Eins und zwei und drei und vier …

Mit einem Mal bemerkte ich, dass sich mein eigener Herzschlag verlangsamt hatte; der Pulsschlag in meiner Fingerspitze stimmte mit dem in Jamies Handgelenk überein, Schlag um Schlag, langsam und kraftvoll. Wenn ich auf ein Zeichen wartete, so reichte dies wohl aus. Achtung, fertig, los, dachte ich und ergriff das Skalpell.

Ein kurzer Einschnitt oberhalb der Fingerknöchel von Ringfinger und kleinem Finger, dann schnitt ich die Haut abwärts fast bis zum Handgelenk auf. Ich grub mich vorsichtig mit der Scherenspitze unter die Haut, dann schlug ich den losen Hautlappen mit einer der langen Stahlsonden zurück, die ich fest in das Weichholzbrettchen steckte.

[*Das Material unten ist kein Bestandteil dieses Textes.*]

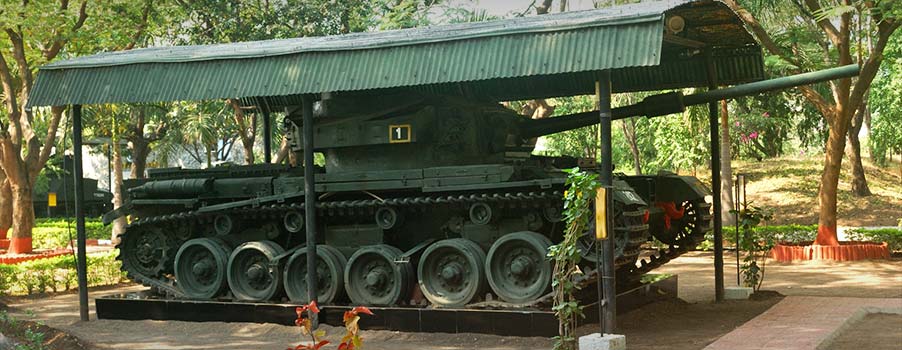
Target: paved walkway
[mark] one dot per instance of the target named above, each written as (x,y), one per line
(803,322)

Ich hatte einen kleinen Pumpzerstäuber, der mit einer Lösung aus destilliertem Wasser und Alkohol gefüllt war; da es nicht möglich war, sterile Bedingungen herzustellen, benutzte ich ihn, um die Operationsfläche leicht einzunebeln und das erste aufquellende Blut wegzuspülen. Nur nicht zu viel; der Vasokonstriktor, den ich ihm verabreicht hatte, wirkte, aber das würde nicht lange anhalten.

Ich zerteilte vorsichtig die Muskelfasern, die noch intakt waren, um den Knochen freizulegen und die Sehne, die silbern zwischen den anderen Farben des Körpers aufglänzte. Das Schwert hatte die Sehne etwa drei Zentimeter oberhalb der Mittelhandknochen fast ganz zertrennt. Ich zerschnitt die wenigen verbleibenden Fasern, und die Hand reagierte mit einem Zuckreflex, der mich etwas aus der Fassung brachte. Ich biss mir auf die Lippe, doch es war alles in Ordnung; abgesehen von der Hand, hatte er sich nicht bewegt. Er fühlte sich anders an; es war mehr Leben in seinem Gewebe als in dem eines Mannes unter Äther oder Pentothal. Er war nicht anästhesiert, sondern lag nur im Tiefschlaf; seine Haut und seine Muskeln fühlten sich elastisch an, nicht nachgiebig und schlaff, wie ich es zu meiner Zeit im Krankenhaus gewohnt gewesen war. Dennoch war es etwas ganz anderes – und eine unermessliche Erleichterung – als die lebendigen, panischen Zuckungen, die ich im Lazarettzelt unter meinen Händen gespürt hatte.